A positive relationship
With our research results clearly indicating a positive relationship between migration from a particular country, and subsequent investment in that nation, it can be said with confidence that migrant knowledge from the specific market a firm hopes to penetrate can prove incredibly beneficial. The local insights they provide are unparalleled, and immensely challenging to replicate by someone who isn’t from that country. Alongside this, the information that these migrants offer can significantly reduce the risk that comes from investing in a market that a firm knows little about. Because this knowledge gap has been plugged, firms can control investment more efficiently, leading to greater investment in that market over time.

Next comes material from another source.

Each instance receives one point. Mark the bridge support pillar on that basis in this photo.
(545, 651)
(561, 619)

While our research did not look at the success of the foreign subsidiaries of the firms included in our dataset, which would provide the clearest proof of the benefits of migration for local firms when hoping to tap into new markets, our study provides compelling evidence in support of the view that migration can present significant opportunities for firms in countries that experience an influx of migrants. We hope this research does well to help shape business theory and migration policy, offering a more positive account of global migration than what exists already.
Jonas Puck is Professor of International Business at Vienna University of Economics and Business.